My thoughts exactly. It's like leasing a car. When the lease is up you have to renew, otherwise you walk.

Creative Cloud might be a good deal for someone who can always write off the cost. They could also write off a purchase, but may need to depreciate the cost over some time period. Just not obvious that the convenience and possible benefits of getting the latest capabilities as soon as they are available justifies the ongoing cost. 

Not sure Adobe would wait to market new capabilities. Could be they would like a group of steady users who could help them debug beta versions of their software, but you shouldn't have to pay for that.


----------



## STEMI_RN (Apr 11, 2013)

I see it as putting your software on a payment plan. I use it for Photoshop ($625), Lightroom ($123), Encore/Premiere ($800), Audition ($350), Acrobat ($400). Total RETAIL Cost - $2298. Divide by $30/month = 76 months. Granted there is lots there I wouldn't pay that kind of money for (Premiere and Audition) but since I've got it, I use it. I am only a hobbyist, but to me it's easier to justify the $20 a month (for photoshop cloud alone) than the $800 flat. Especially since I can say in 2 months - "Holy crap! What have I gotten myself into with this gargantuan piece of software that is Adobe Photoshop!?!?! I'll never be able to figure this out. I guess I'm out $40 after using it for 2 months." Better than being out $600 for software I never use.

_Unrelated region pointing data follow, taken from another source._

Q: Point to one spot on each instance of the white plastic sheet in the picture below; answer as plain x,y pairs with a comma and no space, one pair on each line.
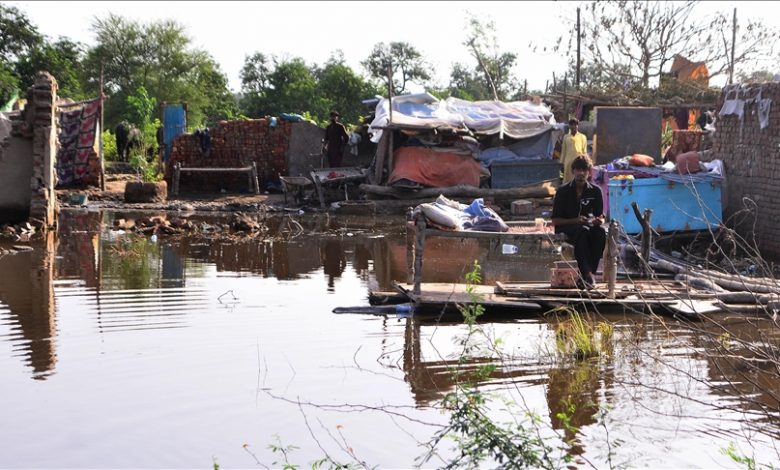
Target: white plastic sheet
517,119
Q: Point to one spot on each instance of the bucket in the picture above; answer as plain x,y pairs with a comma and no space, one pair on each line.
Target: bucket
688,163
564,275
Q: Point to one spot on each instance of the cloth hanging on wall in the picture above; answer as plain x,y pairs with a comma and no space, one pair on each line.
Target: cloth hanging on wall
78,131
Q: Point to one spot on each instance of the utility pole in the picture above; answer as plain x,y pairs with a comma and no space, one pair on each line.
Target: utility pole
733,42
390,90
578,48
100,137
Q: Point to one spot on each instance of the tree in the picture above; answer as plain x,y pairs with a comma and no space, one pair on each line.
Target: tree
468,84
406,62
755,41
342,89
492,64
271,86
17,36
63,59
158,57
634,40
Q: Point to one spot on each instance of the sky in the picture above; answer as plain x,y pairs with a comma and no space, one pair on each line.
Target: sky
231,31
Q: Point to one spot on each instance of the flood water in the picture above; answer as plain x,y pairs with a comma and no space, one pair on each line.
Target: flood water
119,351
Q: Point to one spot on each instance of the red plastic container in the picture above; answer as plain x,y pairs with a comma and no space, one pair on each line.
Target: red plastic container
688,163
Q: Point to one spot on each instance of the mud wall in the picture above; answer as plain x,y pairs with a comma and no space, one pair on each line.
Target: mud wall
27,174
234,144
751,157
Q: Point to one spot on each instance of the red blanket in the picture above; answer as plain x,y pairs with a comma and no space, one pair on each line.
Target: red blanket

In the interest of full disclosure, I'm married to a teacher, so we get the education discount and pay only $20 a month for the full subscription with no contract. I don't think I'd pay $50/month for the full cloud, but I would pay $20/month for photoshop. For anyone else who would like to take advantage of the same deal. Enroll in one class at your local community college for $40 and you too can take advantage of this amazing offer!


----------



## Rienzphotoz (Apr 12, 2013)

I wanted to sign-up but it is not available in my country of residence.


----------